An INC Secretariat spokesperson told Dialogue Earth that at each INC, observers have been forewarned that seating in contact groups would be subject to availability, and that it is standard practice at all UN negotiations to close informal meetings to observer groups.
What is lost
The exclusion of Indigenous Peoples shuts out vital expertise from discussions, multiple experts told Dialogue Earth. Many participants, especially smaller, under-resourced delegations from Global South nations, rely on civil society and scientists to help them navigate the material and provide guidance.
Varea, part of Fiji’s delegation in Busan, says certain countries actively “lean on the advice of the Indigenous Peoples Forum”. Being in the room also enables Indigenous Peoples to lobby less progressive states and hold to account ambitious countries that have promised to push for a strong treaty, adds Lee.
This leaves gaps that some fear are being filled by industry. There were 220 members of the plastics and petrochemical industries registered for INC-5, exceeding delegates from the EU. Several attended on national delegations, granting them direct access to the document under debate. That power dynamic may be showing in the text. A version released at the end of INC-5 dropped references to Indigenous Peoples rights. The phrase “chemicals of concern” had been scrubbed from the title of an article on managing plastic products and chemicals of concern.
An example of changes to the language on Indigenous Peoples in the treaty draft

A group of observer organisations, including members of the IIPFP and a coalition of scientists, have publicly condemned the limited access, warning it risks creating an ineffective treaty.

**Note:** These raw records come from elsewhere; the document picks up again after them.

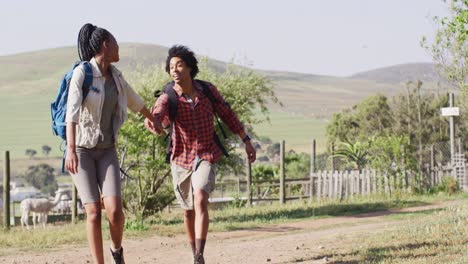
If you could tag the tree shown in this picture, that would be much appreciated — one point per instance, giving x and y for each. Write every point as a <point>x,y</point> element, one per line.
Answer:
<point>46,150</point>
<point>371,117</point>
<point>273,150</point>
<point>31,153</point>
<point>142,154</point>
<point>354,153</point>
<point>394,157</point>
<point>449,48</point>
<point>42,177</point>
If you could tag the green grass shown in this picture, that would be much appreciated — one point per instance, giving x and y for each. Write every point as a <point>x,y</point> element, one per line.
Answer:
<point>228,219</point>
<point>28,85</point>
<point>296,129</point>
<point>438,236</point>
<point>238,218</point>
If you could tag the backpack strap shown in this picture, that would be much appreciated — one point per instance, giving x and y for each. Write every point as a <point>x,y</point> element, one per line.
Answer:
<point>209,94</point>
<point>173,108</point>
<point>88,81</point>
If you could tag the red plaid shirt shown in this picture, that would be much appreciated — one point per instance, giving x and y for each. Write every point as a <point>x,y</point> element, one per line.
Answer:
<point>193,129</point>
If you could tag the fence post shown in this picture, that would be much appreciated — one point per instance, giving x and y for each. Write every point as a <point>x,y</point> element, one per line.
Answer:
<point>432,172</point>
<point>249,183</point>
<point>312,170</point>
<point>74,205</point>
<point>6,191</point>
<point>238,188</point>
<point>319,184</point>
<point>333,157</point>
<point>282,176</point>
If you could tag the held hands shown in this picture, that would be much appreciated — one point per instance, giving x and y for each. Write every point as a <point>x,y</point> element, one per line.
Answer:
<point>154,126</point>
<point>71,161</point>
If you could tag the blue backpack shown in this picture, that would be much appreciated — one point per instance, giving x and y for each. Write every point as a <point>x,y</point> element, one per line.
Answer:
<point>59,106</point>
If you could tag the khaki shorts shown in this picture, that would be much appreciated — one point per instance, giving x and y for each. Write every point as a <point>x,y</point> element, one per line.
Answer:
<point>185,181</point>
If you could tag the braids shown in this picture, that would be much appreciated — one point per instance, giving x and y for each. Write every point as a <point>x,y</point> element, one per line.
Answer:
<point>90,40</point>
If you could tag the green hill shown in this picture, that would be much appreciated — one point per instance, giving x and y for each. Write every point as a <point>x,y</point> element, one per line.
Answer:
<point>29,81</point>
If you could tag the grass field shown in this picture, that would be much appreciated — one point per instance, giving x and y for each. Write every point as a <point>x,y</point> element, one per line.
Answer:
<point>297,130</point>
<point>29,81</point>
<point>228,219</point>
<point>429,237</point>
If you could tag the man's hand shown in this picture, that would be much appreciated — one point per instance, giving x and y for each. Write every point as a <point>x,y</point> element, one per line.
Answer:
<point>71,161</point>
<point>250,150</point>
<point>154,126</point>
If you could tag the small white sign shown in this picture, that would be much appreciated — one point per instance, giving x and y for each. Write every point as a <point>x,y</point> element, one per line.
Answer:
<point>450,111</point>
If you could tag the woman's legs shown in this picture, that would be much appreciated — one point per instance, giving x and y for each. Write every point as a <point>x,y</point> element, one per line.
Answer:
<point>114,211</point>
<point>93,231</point>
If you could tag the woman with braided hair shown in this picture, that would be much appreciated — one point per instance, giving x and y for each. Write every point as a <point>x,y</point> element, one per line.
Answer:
<point>93,121</point>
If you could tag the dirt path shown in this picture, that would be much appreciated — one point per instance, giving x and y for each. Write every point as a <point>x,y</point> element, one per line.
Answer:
<point>298,242</point>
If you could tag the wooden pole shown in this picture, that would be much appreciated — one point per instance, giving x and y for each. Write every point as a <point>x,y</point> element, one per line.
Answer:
<point>312,170</point>
<point>74,205</point>
<point>249,183</point>
<point>333,158</point>
<point>282,176</point>
<point>6,191</point>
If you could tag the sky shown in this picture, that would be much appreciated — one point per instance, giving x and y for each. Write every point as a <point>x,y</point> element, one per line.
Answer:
<point>339,38</point>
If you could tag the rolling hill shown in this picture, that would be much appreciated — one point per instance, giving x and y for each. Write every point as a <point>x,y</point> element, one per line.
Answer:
<point>28,84</point>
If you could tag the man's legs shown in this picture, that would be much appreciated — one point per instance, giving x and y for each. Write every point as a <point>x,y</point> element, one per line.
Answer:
<point>202,219</point>
<point>189,221</point>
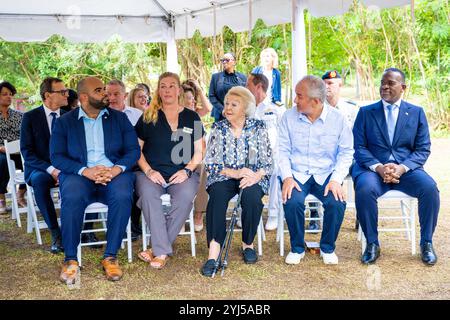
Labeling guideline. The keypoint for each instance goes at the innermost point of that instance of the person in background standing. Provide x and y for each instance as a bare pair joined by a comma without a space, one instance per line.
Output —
223,81
268,67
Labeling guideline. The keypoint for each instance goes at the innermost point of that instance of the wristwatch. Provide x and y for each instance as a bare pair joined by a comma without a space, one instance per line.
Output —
188,172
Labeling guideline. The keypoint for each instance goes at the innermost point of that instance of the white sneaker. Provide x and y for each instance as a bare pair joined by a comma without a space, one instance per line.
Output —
294,258
272,223
329,258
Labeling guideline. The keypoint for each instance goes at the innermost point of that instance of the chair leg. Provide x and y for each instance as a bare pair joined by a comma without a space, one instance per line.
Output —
79,253
281,228
192,232
406,218
129,247
34,220
259,238
363,241
144,233
15,207
412,214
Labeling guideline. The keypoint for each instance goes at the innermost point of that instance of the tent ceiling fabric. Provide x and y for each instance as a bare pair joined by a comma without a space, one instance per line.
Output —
146,21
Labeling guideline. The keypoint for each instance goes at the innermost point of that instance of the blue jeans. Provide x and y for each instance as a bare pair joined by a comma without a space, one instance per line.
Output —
294,211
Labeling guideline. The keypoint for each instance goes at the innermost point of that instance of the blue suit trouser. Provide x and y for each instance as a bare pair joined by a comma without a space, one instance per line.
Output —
78,192
369,186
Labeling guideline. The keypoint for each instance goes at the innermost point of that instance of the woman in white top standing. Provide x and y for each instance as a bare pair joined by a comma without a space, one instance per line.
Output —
268,66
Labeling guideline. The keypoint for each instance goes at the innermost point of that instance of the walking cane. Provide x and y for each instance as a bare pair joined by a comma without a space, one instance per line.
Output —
227,243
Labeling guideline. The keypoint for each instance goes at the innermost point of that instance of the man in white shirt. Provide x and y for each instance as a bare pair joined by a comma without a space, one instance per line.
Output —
315,154
271,114
35,135
117,95
333,83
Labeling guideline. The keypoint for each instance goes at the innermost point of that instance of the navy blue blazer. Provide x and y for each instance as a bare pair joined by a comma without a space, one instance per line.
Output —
35,141
68,150
276,83
411,143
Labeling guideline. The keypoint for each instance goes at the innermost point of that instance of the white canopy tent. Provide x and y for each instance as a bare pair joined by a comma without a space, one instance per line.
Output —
165,20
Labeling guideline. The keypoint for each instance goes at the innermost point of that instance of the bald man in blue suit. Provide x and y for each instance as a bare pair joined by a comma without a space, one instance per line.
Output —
95,148
392,143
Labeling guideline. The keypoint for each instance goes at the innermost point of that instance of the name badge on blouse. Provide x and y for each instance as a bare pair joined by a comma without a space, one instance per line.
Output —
187,130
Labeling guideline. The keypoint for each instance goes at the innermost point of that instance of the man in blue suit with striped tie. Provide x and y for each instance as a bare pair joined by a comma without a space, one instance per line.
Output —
95,148
392,143
37,126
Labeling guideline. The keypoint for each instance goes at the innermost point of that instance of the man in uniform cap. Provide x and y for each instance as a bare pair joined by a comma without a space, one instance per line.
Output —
333,82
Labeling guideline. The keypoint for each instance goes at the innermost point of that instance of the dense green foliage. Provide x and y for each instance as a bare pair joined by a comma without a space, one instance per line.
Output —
360,44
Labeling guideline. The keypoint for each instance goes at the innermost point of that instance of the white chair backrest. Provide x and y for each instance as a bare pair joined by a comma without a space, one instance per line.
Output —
12,147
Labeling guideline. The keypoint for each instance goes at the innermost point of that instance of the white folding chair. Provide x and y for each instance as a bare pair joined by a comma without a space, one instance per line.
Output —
102,210
16,177
408,217
165,201
308,200
32,219
261,235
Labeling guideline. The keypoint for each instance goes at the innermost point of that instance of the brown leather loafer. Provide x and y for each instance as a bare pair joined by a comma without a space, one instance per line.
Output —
112,269
69,272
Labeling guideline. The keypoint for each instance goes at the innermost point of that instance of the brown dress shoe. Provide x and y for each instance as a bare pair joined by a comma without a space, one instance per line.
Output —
112,269
69,272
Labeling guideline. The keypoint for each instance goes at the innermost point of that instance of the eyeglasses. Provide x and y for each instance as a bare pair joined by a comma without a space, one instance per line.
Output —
62,92
390,83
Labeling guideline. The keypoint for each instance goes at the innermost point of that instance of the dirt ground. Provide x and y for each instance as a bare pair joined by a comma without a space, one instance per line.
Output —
28,271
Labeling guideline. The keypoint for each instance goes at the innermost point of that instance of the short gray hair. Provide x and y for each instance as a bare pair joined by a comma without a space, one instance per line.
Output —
316,87
247,97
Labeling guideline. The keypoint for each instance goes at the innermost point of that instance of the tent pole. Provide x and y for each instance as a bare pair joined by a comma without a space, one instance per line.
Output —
172,54
299,67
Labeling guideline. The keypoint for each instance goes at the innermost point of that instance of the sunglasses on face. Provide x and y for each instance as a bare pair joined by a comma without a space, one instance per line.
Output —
61,92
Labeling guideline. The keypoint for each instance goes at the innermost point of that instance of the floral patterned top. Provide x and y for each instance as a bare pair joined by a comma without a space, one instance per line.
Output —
226,151
10,127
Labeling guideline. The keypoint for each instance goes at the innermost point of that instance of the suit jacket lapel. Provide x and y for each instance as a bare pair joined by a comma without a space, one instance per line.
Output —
380,119
81,135
402,119
44,124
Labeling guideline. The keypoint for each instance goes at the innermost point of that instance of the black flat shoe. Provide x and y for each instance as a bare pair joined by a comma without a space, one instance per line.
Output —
208,268
250,256
428,255
371,254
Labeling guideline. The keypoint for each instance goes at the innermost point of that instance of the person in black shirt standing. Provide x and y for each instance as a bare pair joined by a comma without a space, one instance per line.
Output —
223,81
172,144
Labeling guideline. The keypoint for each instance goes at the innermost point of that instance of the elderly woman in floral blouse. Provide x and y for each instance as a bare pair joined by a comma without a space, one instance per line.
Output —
231,142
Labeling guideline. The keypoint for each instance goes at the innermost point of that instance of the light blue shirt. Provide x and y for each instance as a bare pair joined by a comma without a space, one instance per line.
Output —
95,142
315,149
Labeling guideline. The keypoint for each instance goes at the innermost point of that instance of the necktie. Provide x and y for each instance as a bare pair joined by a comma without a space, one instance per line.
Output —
53,114
391,122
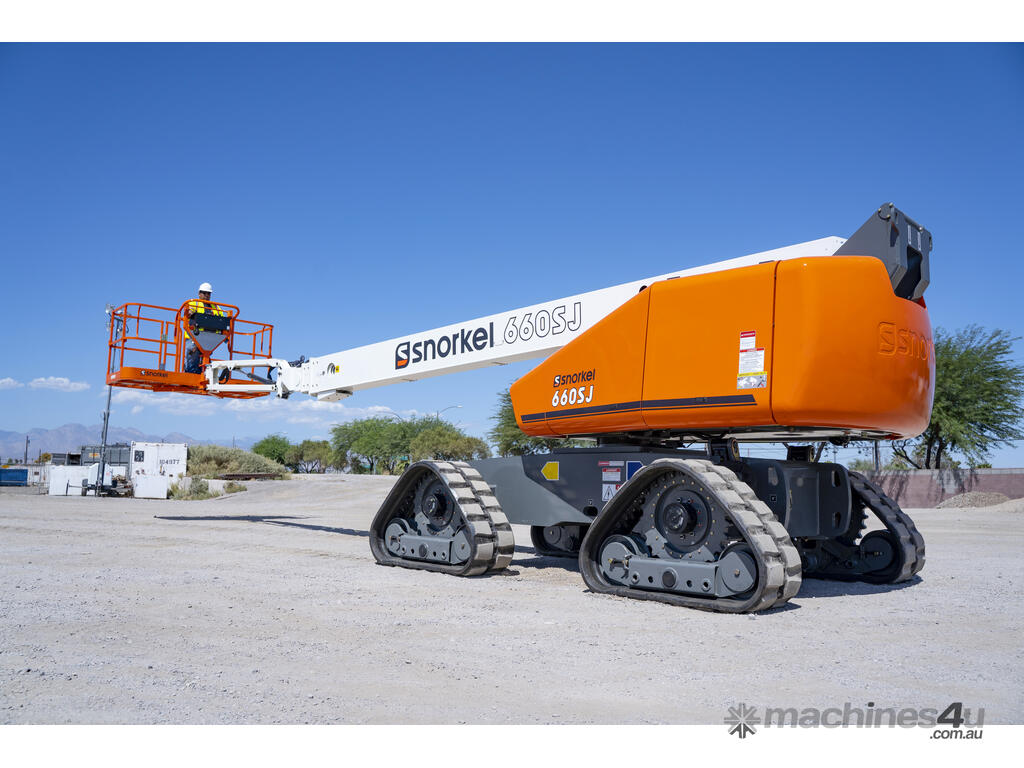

“Our knowledge can ensure that these treaties put the strictest, most protective measures in place to protect our people, but also everybody,” says Viola Waghiyi, a Yupik Indigenous leader from Alaska, who has attended several INCs and works with Miller at ACAT. “We recognise that it’s a global crisis.”
As observers wait for countries to agree on a date and place for another supposedly final meeting (dubbed INC-5.2), there has been time to reflect on what should change. Some want more funding to increase participation of Indigenous Peoples.
Inspiration could also be drawn from more inclusive UN meetings, such as the Stockholm Convention on chemicals called persistent organic pollutants. There, Indigenous Peoples have been able to observe, intervene and participate in contact group meetings, they say. “That is a much more open process,” says Miller, who alongside Waghiyi, has been an observer in those meetings for years.
Varea wants Indigenous Peoples to be recognised in the plastics treaty not just as stakeholders but rights holders, to elevate them beyond observers. Something like this is taking shape in the UN General Assembly, where a resolution is being discussed that could grant Indigenous Peoples a position alongside states, effectively giving them equal negotiating power in UN processes.
That could be years in the making. For now, the road ahead for Indigenous participation in the plastics treaty process remains unclear. Asked if he feels optimistic about INC-5.2, Varea pauses. “Well, I don’t know,” he says. “But what I can tell you is that I will be prepared.”